Images from Unsplash

Disclaimer: This article is my learning note from the courses I took from Kaggle.

Computer vision literally means computer able to see and recognize stuff. Applications such as Google Lens and Google Image Search are some good examples of where computer vision is being used in our daily life.

In this course, we will explore some technique used to empower computer with the power of seeing:

  • Building an image classifier with Keras
  • Concepts of visual feature extraction
  • Custom covnet
  • Apply data augmentation to extend dataset.

1. Convolutional Classifier

Convolutional neural networks or “covnet” is a neural network specializes in computer vision. A covnet used for image classification has two parts: a convolutional base and a dense head. The base is used to extract the features of an image while the head is used to determine the class of the image. So, the aims of training a neural network are simply to know which feature to extract from a particular image and to know which class the image will belong from the features.

The process

Here is how we can train a covnet on Python to recognize a car and a truck:

# 1. load pretrained base
pretrained_base = tf.keras.models.load_model(
    # file path
    '../input/cv-course-models/cv-course-models/vgg16-pretrained-base',
)
pretrained_base.trainable = False

# 2. attach classfier head
from tensorflow import keras
from tensorflow.keras import layers

model = keras.Sequential([
  pretrained_base,
  layers.Flatten(), # transform 2d output to 1d
  layers.Dense(6, activation = 'relu'),
  layers.Dense(1, activation = 'sigmoid'), # transform output to class probability (truck)
])

# 3. model fitting
model.compile(
  optimizer = 'adam',
  loss = 'binary_crossentropy',
  metrics = ['binary_accurary'],
)

history = model.fit(
  ds_train,
  validation_data = ds_valid,
  epochs = 30,
  verbose = 0,
)

# 4. visualize model loss
import pandas as pd

history_frame = pd.DataFrame(history.history)
history_frame.loc[:, ['loss', 'val_loss']].plot()
history_frame.loc[:, ['binary_accurary', 'val_binary_accurary']].plot();

2. Features Extraction

2.1 Convolution and ReLU

The process of feature extraction does three things. It filters an image for a certain feature; it detects the feature within the filtered image, and it condenses the image to enhance the features.
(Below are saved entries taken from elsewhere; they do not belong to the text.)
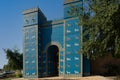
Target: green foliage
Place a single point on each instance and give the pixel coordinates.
(15, 60)
(112, 69)
(18, 74)
(101, 24)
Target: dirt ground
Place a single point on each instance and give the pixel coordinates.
(72, 78)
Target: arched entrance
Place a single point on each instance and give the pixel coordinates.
(53, 60)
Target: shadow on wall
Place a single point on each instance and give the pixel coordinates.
(106, 66)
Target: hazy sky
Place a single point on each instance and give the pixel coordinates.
(11, 20)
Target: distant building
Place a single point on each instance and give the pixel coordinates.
(53, 48)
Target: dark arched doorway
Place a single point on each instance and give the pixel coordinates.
(53, 60)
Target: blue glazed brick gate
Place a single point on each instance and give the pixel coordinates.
(53, 48)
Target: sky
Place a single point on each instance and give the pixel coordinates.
(11, 21)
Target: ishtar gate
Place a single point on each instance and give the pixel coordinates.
(53, 48)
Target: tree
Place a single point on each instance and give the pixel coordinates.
(101, 28)
(15, 60)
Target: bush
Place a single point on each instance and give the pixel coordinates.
(18, 74)
(112, 69)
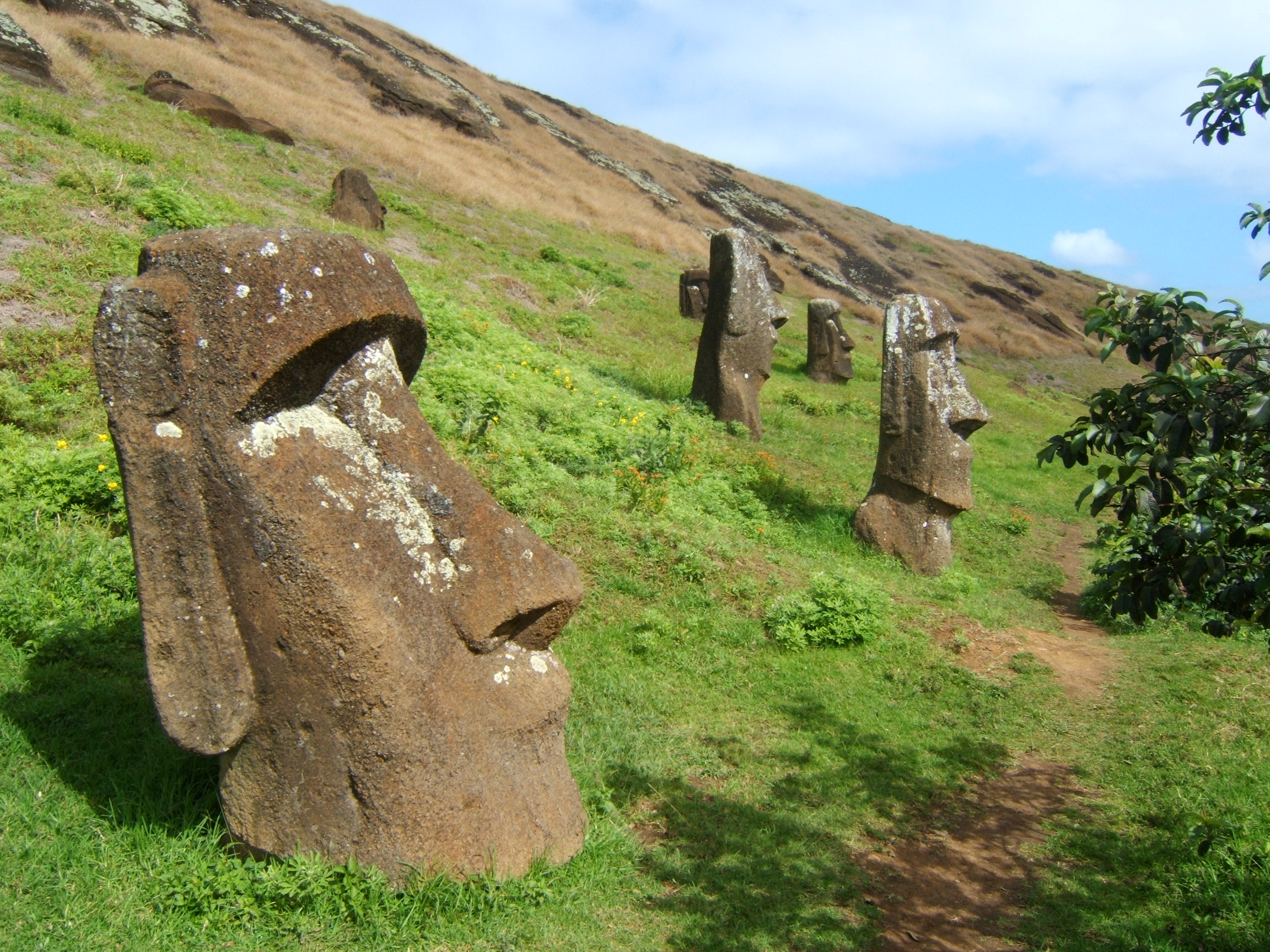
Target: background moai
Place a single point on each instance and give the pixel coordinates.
(734, 357)
(329, 602)
(828, 347)
(354, 202)
(694, 294)
(922, 480)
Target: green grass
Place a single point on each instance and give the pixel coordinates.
(728, 780)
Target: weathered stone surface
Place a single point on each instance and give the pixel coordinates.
(165, 88)
(828, 347)
(22, 57)
(734, 357)
(328, 599)
(694, 294)
(147, 17)
(354, 201)
(922, 480)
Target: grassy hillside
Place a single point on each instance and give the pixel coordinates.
(729, 778)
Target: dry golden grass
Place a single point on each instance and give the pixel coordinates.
(268, 72)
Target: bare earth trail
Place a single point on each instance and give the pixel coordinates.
(960, 889)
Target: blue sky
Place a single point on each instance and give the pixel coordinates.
(1047, 128)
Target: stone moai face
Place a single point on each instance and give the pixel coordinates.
(734, 357)
(354, 201)
(329, 602)
(828, 347)
(694, 294)
(922, 480)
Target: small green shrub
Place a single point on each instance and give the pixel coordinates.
(836, 610)
(577, 325)
(172, 207)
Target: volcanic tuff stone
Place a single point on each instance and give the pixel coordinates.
(164, 88)
(694, 294)
(354, 201)
(922, 480)
(147, 17)
(328, 599)
(22, 57)
(828, 347)
(734, 357)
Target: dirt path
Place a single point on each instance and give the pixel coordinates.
(960, 889)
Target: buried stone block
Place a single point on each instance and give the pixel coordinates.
(828, 347)
(329, 602)
(694, 294)
(354, 201)
(734, 357)
(922, 480)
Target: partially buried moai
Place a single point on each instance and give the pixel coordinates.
(828, 347)
(329, 602)
(922, 480)
(734, 357)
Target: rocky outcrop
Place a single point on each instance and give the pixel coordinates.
(922, 480)
(694, 294)
(391, 95)
(22, 57)
(218, 111)
(354, 201)
(150, 18)
(329, 602)
(734, 357)
(641, 180)
(458, 89)
(828, 345)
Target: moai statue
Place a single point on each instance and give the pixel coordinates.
(922, 480)
(734, 357)
(828, 347)
(354, 201)
(694, 294)
(329, 602)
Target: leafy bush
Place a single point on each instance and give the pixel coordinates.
(836, 610)
(1192, 489)
(172, 207)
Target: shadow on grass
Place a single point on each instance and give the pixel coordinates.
(775, 872)
(85, 707)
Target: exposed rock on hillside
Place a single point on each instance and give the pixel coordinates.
(164, 88)
(148, 17)
(22, 57)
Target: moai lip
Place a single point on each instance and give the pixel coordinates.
(922, 480)
(734, 357)
(329, 602)
(828, 347)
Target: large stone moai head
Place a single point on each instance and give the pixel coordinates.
(922, 480)
(828, 347)
(329, 602)
(734, 357)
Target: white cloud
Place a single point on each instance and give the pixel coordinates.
(851, 89)
(1088, 249)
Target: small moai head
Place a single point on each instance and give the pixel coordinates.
(329, 602)
(694, 294)
(354, 201)
(734, 357)
(922, 480)
(828, 347)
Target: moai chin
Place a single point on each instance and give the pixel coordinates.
(734, 357)
(329, 602)
(922, 480)
(828, 347)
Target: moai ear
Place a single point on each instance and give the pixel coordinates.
(198, 669)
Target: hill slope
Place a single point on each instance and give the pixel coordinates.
(413, 113)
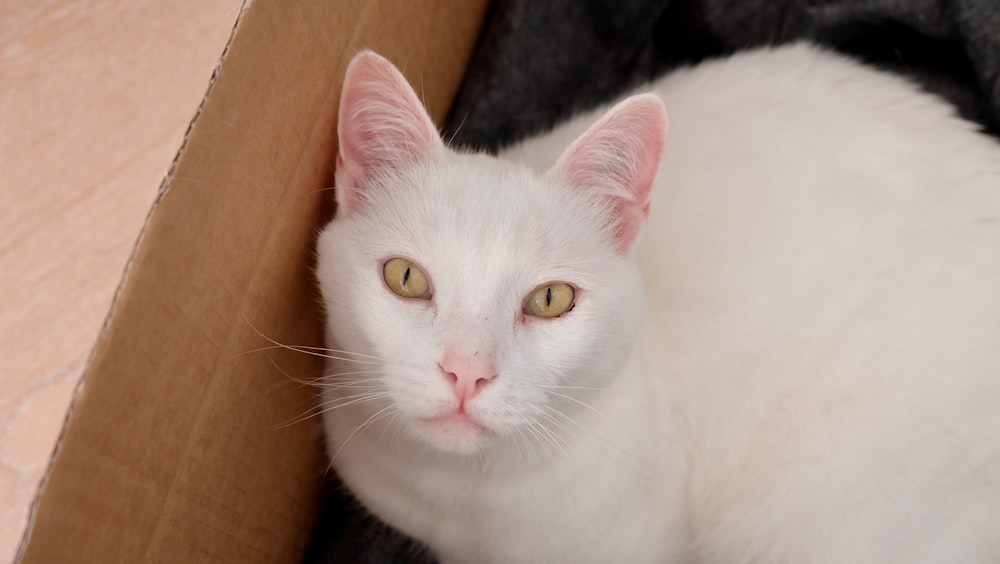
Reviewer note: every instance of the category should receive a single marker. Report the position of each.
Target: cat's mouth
(457, 419)
(457, 431)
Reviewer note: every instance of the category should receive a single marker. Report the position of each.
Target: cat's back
(822, 263)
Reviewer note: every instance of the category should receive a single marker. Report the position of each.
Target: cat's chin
(454, 433)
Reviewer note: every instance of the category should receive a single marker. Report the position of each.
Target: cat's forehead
(480, 213)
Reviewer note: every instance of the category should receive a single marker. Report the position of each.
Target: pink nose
(467, 374)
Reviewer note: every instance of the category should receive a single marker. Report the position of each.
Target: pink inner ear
(383, 127)
(617, 159)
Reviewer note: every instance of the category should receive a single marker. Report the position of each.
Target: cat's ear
(383, 127)
(616, 162)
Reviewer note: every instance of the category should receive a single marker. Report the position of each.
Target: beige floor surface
(94, 99)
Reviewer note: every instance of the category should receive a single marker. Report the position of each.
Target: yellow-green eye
(406, 279)
(550, 300)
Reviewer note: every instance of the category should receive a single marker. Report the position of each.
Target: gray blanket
(539, 61)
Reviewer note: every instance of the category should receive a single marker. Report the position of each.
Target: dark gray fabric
(538, 61)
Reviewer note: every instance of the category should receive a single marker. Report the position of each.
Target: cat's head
(494, 297)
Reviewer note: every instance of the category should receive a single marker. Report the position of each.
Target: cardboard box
(182, 443)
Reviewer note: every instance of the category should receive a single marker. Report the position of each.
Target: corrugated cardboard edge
(164, 187)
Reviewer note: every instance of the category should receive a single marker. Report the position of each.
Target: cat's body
(812, 374)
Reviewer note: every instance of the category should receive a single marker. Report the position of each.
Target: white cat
(795, 358)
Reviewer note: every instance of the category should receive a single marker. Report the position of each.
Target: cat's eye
(550, 300)
(406, 279)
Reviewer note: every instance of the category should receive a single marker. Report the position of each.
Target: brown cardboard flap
(178, 446)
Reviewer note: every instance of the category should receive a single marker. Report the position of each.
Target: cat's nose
(467, 374)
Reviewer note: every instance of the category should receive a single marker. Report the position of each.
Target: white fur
(813, 374)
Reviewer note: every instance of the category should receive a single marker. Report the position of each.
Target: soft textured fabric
(538, 62)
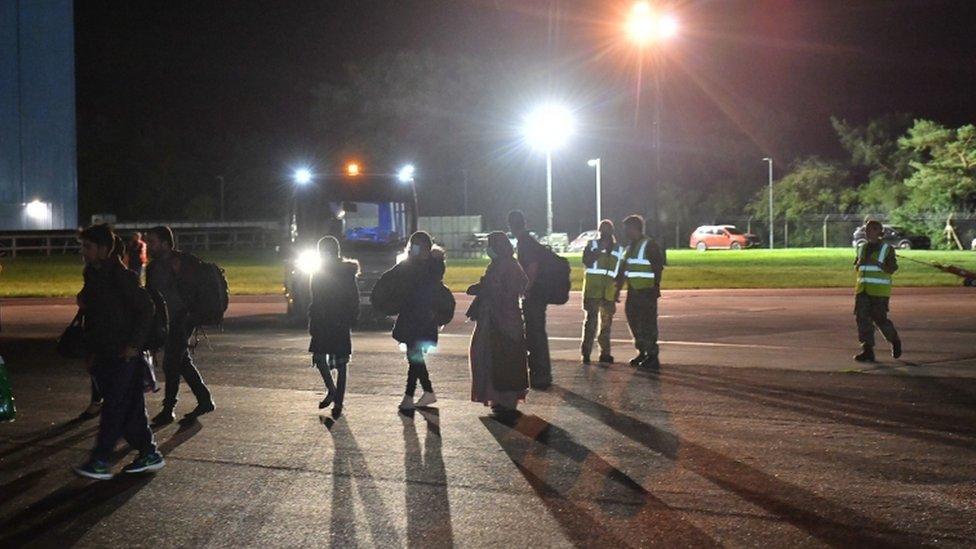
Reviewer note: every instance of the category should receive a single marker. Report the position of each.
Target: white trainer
(426, 399)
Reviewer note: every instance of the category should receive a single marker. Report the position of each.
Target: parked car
(708, 237)
(895, 236)
(580, 241)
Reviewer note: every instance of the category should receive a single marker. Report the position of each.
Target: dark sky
(775, 69)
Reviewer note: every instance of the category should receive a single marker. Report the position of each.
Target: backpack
(554, 277)
(211, 294)
(159, 330)
(444, 305)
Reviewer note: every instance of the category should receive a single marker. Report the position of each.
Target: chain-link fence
(826, 230)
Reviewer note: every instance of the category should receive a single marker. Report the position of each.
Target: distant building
(38, 152)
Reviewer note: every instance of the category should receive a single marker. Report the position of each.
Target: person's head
(328, 247)
(634, 227)
(873, 230)
(159, 241)
(97, 242)
(516, 221)
(499, 246)
(420, 245)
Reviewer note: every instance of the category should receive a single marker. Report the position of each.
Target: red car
(709, 237)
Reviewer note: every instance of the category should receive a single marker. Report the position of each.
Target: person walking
(118, 317)
(135, 255)
(333, 311)
(875, 263)
(531, 255)
(173, 274)
(601, 260)
(643, 264)
(415, 282)
(499, 369)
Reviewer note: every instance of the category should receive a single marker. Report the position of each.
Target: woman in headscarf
(499, 371)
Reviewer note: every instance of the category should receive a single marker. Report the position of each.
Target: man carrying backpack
(531, 256)
(176, 276)
(118, 317)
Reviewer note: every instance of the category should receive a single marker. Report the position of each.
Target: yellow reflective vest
(871, 279)
(600, 277)
(637, 266)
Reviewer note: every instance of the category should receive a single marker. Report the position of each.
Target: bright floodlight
(36, 210)
(302, 176)
(405, 175)
(548, 127)
(309, 261)
(645, 26)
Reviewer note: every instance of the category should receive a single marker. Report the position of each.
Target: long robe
(499, 369)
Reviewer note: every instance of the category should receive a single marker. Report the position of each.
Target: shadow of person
(594, 503)
(829, 521)
(62, 517)
(427, 503)
(348, 466)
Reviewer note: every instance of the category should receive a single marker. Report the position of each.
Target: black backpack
(159, 330)
(211, 294)
(555, 278)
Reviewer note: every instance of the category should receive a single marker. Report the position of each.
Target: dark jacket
(185, 268)
(334, 308)
(421, 279)
(118, 312)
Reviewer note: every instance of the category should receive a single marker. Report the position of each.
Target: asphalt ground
(758, 431)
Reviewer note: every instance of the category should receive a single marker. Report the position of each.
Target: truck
(372, 216)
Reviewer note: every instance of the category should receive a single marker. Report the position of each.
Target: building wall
(38, 152)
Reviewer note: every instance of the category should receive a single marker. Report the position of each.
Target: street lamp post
(595, 163)
(546, 129)
(770, 161)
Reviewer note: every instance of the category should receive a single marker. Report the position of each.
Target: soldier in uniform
(643, 264)
(875, 264)
(601, 260)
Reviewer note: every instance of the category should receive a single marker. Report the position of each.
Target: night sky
(773, 70)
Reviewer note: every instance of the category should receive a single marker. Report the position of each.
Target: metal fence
(826, 230)
(261, 235)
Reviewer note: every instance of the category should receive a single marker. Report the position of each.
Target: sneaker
(896, 348)
(426, 399)
(92, 410)
(95, 469)
(164, 417)
(867, 355)
(148, 463)
(201, 409)
(406, 403)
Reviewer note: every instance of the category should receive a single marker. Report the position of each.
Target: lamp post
(595, 163)
(770, 161)
(546, 129)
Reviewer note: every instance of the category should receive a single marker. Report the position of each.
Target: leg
(113, 379)
(879, 316)
(865, 325)
(137, 432)
(537, 343)
(607, 309)
(591, 308)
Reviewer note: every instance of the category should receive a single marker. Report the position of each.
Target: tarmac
(758, 431)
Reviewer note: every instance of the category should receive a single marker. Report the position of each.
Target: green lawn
(799, 268)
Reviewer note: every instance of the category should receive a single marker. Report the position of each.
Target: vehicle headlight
(309, 261)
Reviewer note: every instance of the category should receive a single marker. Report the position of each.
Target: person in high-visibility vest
(601, 262)
(641, 269)
(875, 264)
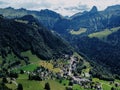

Featur extraction overview

In training, the covnet will learn weights from image features and the weights are contained in the convolutional layers. The weights are known as kernels which can be presented as an array of number. A kernel will scan over an image and produce a weighted sum of pixel values (finding the best kernel values) — emphasizing and de-emphasizing certain image patterns and information.

The process

Activations in the network is called feature maps. Feature maps is the result when filter is applied to image — it contains features a kernel extract.

Applying filter

After filtering, the feature maps will be passed to an activation function which can be though as scoring pixel values according to some measure of importance. For example, ReLU activation assumes negative values are not important, so they are set to zero. In fact, these images are how the head of a network is able to solve the classification problem — looking for a particular characteristic of images that we want to classify.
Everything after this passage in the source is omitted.